LiputanToday.com (Bekasi) – Pelaku yang berprofesi sebagai Kepala Desa Nagasari, Kec. Serangbaru, Kab. Bekasi, periode tanggal 28 September 2018 S/d Tahun 2024. Meminta uang Sewa Tanah Kasa Desa (TKD) secara paksa sebesar Rp. 15.000.000, (Lima Belas Juta Rupiah) setiap tahunnya, Sedangkan pihak pengelolah pasar pasir Kupang, sebelumnya telah melakukan pembayaran atas sewa Tanah Kas Desa (TKD) milik pemerintah Ds. Nagasari Kec. Serang Baru Kab. Bekasi.

Uang sewa tersebut diberikan kepada Pemerintahan Desa Nagasari Kecamatan Serangbaru Kabupaten Bekasi yang lama (Kepala Desa), akan tetapi pelaku yang merupakan Kepala Desa yang baru tetap meminta uang sewa Tanah Kas Desa (TKD) pada masanya jabatannya, dan mengancam memberikan jangka waktu dan akan menutup Pasar Pasir Kupang apabila pengelolah pasar tidak mengikuti kemauan pelaku.
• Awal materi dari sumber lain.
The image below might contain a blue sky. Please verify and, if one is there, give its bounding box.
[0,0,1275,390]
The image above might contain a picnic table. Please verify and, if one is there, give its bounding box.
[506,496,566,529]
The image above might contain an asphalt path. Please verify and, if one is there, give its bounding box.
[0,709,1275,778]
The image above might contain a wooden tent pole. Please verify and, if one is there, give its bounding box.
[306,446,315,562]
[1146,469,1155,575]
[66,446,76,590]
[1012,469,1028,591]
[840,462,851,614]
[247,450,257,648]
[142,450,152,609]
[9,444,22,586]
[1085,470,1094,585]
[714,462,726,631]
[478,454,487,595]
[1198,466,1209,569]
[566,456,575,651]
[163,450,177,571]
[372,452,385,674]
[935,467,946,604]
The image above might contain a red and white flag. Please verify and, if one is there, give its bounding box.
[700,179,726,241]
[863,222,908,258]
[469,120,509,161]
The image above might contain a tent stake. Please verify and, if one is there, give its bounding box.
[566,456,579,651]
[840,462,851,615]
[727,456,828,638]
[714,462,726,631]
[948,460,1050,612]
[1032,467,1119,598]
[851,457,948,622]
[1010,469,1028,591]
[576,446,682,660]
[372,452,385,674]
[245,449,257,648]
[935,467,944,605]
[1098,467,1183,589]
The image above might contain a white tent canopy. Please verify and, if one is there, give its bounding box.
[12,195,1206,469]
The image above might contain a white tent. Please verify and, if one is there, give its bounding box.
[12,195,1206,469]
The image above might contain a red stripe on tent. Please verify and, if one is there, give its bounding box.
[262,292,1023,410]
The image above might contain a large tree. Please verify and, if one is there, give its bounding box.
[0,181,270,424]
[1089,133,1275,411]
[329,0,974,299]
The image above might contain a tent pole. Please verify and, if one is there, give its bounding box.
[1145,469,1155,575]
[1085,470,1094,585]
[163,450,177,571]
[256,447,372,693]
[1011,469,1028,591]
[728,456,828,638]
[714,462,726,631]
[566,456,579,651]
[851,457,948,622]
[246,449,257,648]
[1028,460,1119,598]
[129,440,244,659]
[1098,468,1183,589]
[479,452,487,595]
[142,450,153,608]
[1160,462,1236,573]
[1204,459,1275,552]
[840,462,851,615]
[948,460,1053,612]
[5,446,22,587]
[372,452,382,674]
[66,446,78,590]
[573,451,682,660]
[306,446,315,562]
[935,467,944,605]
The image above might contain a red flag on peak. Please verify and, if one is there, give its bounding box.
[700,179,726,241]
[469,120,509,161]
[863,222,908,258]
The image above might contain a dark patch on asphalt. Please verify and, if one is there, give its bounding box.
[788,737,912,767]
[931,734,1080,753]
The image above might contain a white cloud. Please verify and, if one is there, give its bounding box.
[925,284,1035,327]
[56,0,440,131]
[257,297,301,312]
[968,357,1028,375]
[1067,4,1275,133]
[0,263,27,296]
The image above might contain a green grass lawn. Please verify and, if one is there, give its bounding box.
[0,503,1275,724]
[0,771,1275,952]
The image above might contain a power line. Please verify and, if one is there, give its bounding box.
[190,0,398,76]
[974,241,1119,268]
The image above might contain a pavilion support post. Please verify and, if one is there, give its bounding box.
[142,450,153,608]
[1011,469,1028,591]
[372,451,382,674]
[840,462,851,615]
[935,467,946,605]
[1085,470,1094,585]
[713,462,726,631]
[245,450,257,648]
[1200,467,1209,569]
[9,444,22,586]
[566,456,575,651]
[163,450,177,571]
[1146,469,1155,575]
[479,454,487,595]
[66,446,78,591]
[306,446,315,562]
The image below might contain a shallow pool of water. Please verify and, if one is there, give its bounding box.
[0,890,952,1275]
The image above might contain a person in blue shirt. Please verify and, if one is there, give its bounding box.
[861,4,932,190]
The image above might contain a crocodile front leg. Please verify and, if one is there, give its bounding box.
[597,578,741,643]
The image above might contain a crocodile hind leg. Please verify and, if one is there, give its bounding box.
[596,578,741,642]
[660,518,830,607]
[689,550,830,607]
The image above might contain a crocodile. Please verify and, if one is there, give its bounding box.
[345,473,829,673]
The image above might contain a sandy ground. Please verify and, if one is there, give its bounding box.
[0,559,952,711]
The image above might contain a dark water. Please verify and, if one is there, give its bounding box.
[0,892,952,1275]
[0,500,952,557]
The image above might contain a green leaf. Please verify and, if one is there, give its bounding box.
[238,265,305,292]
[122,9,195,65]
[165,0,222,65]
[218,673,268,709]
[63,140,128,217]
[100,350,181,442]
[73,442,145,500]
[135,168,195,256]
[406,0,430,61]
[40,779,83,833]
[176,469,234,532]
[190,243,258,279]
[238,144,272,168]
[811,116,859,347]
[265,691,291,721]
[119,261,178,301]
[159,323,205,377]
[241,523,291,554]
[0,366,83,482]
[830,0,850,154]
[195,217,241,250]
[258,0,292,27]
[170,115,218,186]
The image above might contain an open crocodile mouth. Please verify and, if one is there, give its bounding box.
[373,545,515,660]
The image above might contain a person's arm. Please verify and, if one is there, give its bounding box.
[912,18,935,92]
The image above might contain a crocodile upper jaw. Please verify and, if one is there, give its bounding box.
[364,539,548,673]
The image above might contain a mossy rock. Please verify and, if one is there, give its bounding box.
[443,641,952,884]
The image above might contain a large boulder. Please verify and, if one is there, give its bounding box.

Karena pihak pengelolah pasar merasa ketakutan atas ancaman pelaku (Kepala Desa) bahwa akan menutup pasar, maka pengelolah pasar pasir kupang Desa Nagasari Kecamatan Serangbaru Kab. Bekasi memberikan uang sebesar Rp. 30.000.000,- (Tiga Puluh Juta Rupiah), sesuai dengan permintaan pelaku, agar supaya Pasar Pasir Kupang tetap beroperasi dan tidak ditutup oleh pelaku.

Atas perlakuan kepala desa yang dinilai meresahkan warga, kepala desa Nagasari kena Operasi Tangkap Tangan OTT Polrestro Bekasi, dan ditindak lanjuti dengan LP/340/K/XI/2018/Restro Bks Tanggal 26 November 2018.

Pegawai Negeri atau penyelenggaran Negara dengan maksud menguntungkan diri sendiri atau orang lain secara melawan hukum atau menyalahgunakan kekuasaannya memaksa orang lian memberikan sesuatu, membayar atau menerima pembayaran dengan potongan atau untuk mengerjakan sesuatu baginya sendiri.

Pasal 12 huruf (E) Undang – undang Republik Indonesia No. 31 tahun 1999 tentang pemberantasan tindak pidana korupsi sebagaimana telah diubah dengan Undang – undang Republik indonesia No. 20 Tahun 2001 tentang tindak pidana pemberantasan korupsi.

Diancam dengan pidana penjara seumur hidup atau pidana penjara paling singkat 4 (Empat) tahun dan paling lama 20 (Dua Puluh) tahun penjara dan pidana denda banyak Rp. 1.000.000.000,- (Satu Milyar Rupiah).

Barang bukti yang diamankan Polrestro Bekasi, 1 (Satu) buah amplop warna coklat berisikan uang Rp. 15.000.000,- pecahan 100 ribuh sebanyak (Seratus Tujuh Belas Lembar) dan pecahan 50.000 ,- sebanyak (Enam Puluh Enam Lembar).

Beserta 1 (Satu) amplop warna coklat berisikan uang Rp. 15.000.000,- pecahan 100 ribuh sebanyak (Seratus Lembar) dan pecahan 50000,- sebanyak (Seratus Lembar).

Satu bundel dokumen Keputusan Bupati Bekasi Nomor : 141 / Kep.319-DPMD/2018 tentang pengesahan dan pngangkatan Kepala Desa terpilih hasil pemilihan Kepala Desa di Kabupaten Bekasi tanggal 28 September 2018.